Nasrin’s Kitchen opened in New York City and received a warm write-up in the New Yorker. The menu there leans heavily on the owner’s old family recipes.
I’m definitely hitting up both of them when I’m back on the East Coast.
In the middle of reading the last two pieces, though, there was a wave of melancholia. I thought it would be momentary, brief. It stuck around like a bad bandaid. Gooey and mushy, but never quite able to shake it.
As small tears began to form in the corners of my eye, I realized for the first time in two months I missed my friends—the goofy ones, the serious ones, the ones who challenged me to be a better person.
Reading the write-ups about the Iranian restaurants, both places, in different circumstances, that I’d likely visit with those same friends, drew that out of me. I’d kept it hidden somewhere in the back of my consciousness.
I moved to a different tab hoping to stave off the inevitable because what southern boy will allow himself to get too emotional about food and friends? College sports? Yes. Horse racing? Of course. But food and friends? Things can be delicious and elicit waves of nostalgia, but not like this. Not something bordering on an ugly cry.
Holy shit, it’s coming back again. Got damp it (read that differently than you should).
The shift in topics helped, kind of. But in every quiet moment between then and now, it returns. This deep sense of emptiness. There was a realization that my race to write every fucking thing I see and tell it to the whole fucking world was some sort of desire to fill that space. To engage in ways that I usually would but through different means.
This is the life that my wife and I have chosen for ourselves.
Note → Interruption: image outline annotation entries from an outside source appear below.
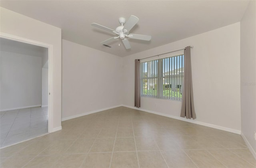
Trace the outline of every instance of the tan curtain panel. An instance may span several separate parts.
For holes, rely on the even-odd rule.
[[[140,60],[135,59],[135,87],[134,88],[134,107],[140,107]]]
[[[193,95],[190,46],[186,47],[184,51],[184,80],[180,117],[186,117],[187,119],[196,118]]]

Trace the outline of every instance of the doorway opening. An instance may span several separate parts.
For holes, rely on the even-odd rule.
[[[50,132],[50,61],[47,46],[3,37],[0,52],[2,148]]]

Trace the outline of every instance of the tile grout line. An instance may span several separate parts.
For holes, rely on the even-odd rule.
[[[248,162],[247,160],[246,160],[245,159],[244,159],[244,158],[242,158],[241,156],[240,156],[239,155],[236,154],[236,153],[234,153],[234,152],[232,152],[231,150],[230,150],[229,149],[228,149],[227,148],[227,149],[228,150],[228,151],[230,151],[230,152],[232,152],[232,153],[233,153],[235,155],[236,155],[237,156],[238,156],[238,157],[239,157],[239,158],[241,158],[241,159],[242,159],[242,160],[244,160],[245,161],[246,161],[246,162],[247,162],[247,163],[249,163],[249,164],[251,164],[251,165],[253,166],[254,166],[254,165],[253,165],[251,163],[250,163],[250,162]]]
[[[11,129],[12,129],[12,126],[13,126],[13,124],[14,123],[14,121],[15,121],[15,120],[16,119],[16,118],[17,118],[17,116],[18,115],[18,114],[20,112],[20,109],[19,109],[19,111],[18,111],[18,113],[17,113],[17,114],[16,115],[16,116],[15,116],[15,118],[14,118],[14,119],[13,120],[13,122],[12,122],[12,126],[11,126],[10,128],[10,129],[9,130],[9,131],[8,131],[8,133],[6,135],[6,136],[5,137],[5,138],[4,138],[4,142],[3,142],[3,144],[2,144],[2,146],[4,146],[4,143],[5,143],[5,140],[6,140],[6,138],[7,138],[7,136],[8,136],[8,135],[9,134],[9,133],[10,133],[10,131],[11,130]],[[7,113],[6,112],[5,113]],[[5,114],[5,113],[4,113],[4,114]],[[2,147],[2,146],[1,146]]]
[[[119,117],[118,117],[118,119]],[[113,157],[113,154],[114,153],[114,149],[115,147],[115,144],[116,143],[116,136],[117,136],[117,131],[118,130],[118,125],[119,125],[119,121],[117,122],[117,126],[116,127],[116,137],[115,138],[115,140],[114,141],[114,146],[113,146],[113,150],[112,150],[112,154],[111,155],[111,158],[110,159],[110,162],[109,164],[109,168],[110,168],[111,166],[111,163],[112,163],[112,158]]]
[[[33,143],[36,143],[36,142],[32,142],[31,143],[31,144],[32,144]],[[43,151],[44,151],[47,148],[48,148],[50,145],[51,145],[51,144],[50,144],[49,145],[48,145],[42,151],[42,152],[39,152],[38,154],[37,154],[34,157],[33,157],[33,158],[32,158],[31,159],[30,159],[28,162],[27,163],[26,163],[26,164],[25,164],[24,165],[24,166],[23,166],[22,167],[22,168],[23,168],[24,167],[24,166],[26,166],[27,164],[28,164],[29,162],[30,162],[32,160],[33,160],[35,158],[36,158],[36,157],[37,156],[38,156],[39,154],[40,154]]]
[[[95,141],[96,141],[96,140],[97,139],[97,138],[98,138],[98,136],[100,134],[100,132],[101,132],[102,130],[102,128],[100,128],[100,131],[99,131],[99,133],[98,133],[98,134],[97,135],[97,136],[96,136],[96,137],[95,138],[95,139],[94,139],[94,141],[93,142],[93,143],[92,143],[92,146],[91,146],[91,147],[90,148],[90,149],[88,151],[88,152],[91,150],[92,149],[92,146],[93,146],[93,145],[94,144],[94,143],[95,142]],[[80,165],[80,168],[81,168],[82,167],[82,165],[83,165],[83,164],[84,162],[84,161],[85,161],[85,159],[86,159],[86,158],[87,157],[88,157],[88,155],[87,155],[86,157],[85,157],[84,158],[84,160],[82,162],[82,164],[81,164],[81,165]]]
[[[134,134],[134,130],[133,127],[133,123],[132,121],[131,121],[132,122],[132,132],[133,132],[134,138],[134,143],[135,143],[135,150],[136,150],[136,155],[137,156],[137,160],[138,161],[138,164],[140,168],[140,163],[139,163],[139,158],[138,156],[138,151],[137,150],[137,146],[136,146],[136,140],[135,140],[135,134]]]
[[[168,164],[167,164],[167,162],[166,162],[166,161],[165,160],[165,158],[164,158],[164,157],[163,154],[162,153],[161,151],[162,151],[163,150],[160,150],[160,148],[159,148],[159,146],[158,146],[158,145],[157,144],[157,143],[156,143],[156,140],[155,140],[154,138],[153,140],[154,142],[156,143],[156,146],[157,146],[157,148],[158,148],[158,150],[160,152],[160,153],[161,154],[161,155],[162,156],[162,157],[163,158],[164,158],[164,162],[165,162],[165,164],[166,164],[166,165],[167,165],[167,167],[169,168],[169,165],[168,165]]]
[[[224,149],[225,150],[226,150],[227,149]],[[211,153],[210,153],[210,152],[209,152],[209,151],[208,151],[208,149],[205,149],[205,150],[206,150],[206,152],[208,152],[208,153],[209,153],[210,154],[212,157],[213,157],[215,159],[216,159],[216,160],[217,160],[219,162],[220,162],[220,163],[221,163],[223,165],[224,165],[224,166],[225,166],[226,168],[228,168],[228,166],[226,166],[226,164],[225,164],[224,163],[222,163],[222,162],[220,162],[220,160],[219,160],[217,158],[216,158],[215,156],[213,156],[212,154]]]
[[[181,150],[183,152],[184,152],[184,153],[185,153],[185,154],[186,154],[186,155],[187,155],[188,156],[188,158],[189,158],[189,159],[190,160],[191,160],[191,161],[193,162],[193,163],[195,165],[196,165],[196,166],[197,168],[199,168],[199,167],[197,166],[197,164],[196,164],[196,163],[195,163],[194,161],[194,160],[193,160],[190,157],[189,157],[189,156],[188,156],[188,154],[187,154],[187,153],[186,152],[185,152],[184,151],[184,150],[182,149]]]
For the foreseeable future, we will bounce around the globe–every two to three years in a new place. We made this choice knowing full well that this was what it would mean. And in many ways, the rushed and harried exit staved off the inevitable. Now, two months into our first posting, as I’m finally settling in, reading two pieces about Iranian restaurants has dug up some feelings I’ve determined to hide.
Don’t worry, though. We’re not coming back. It just means I love and miss yall. And that I decided to be a tiny bit vulnerable, which isn’t my normal state.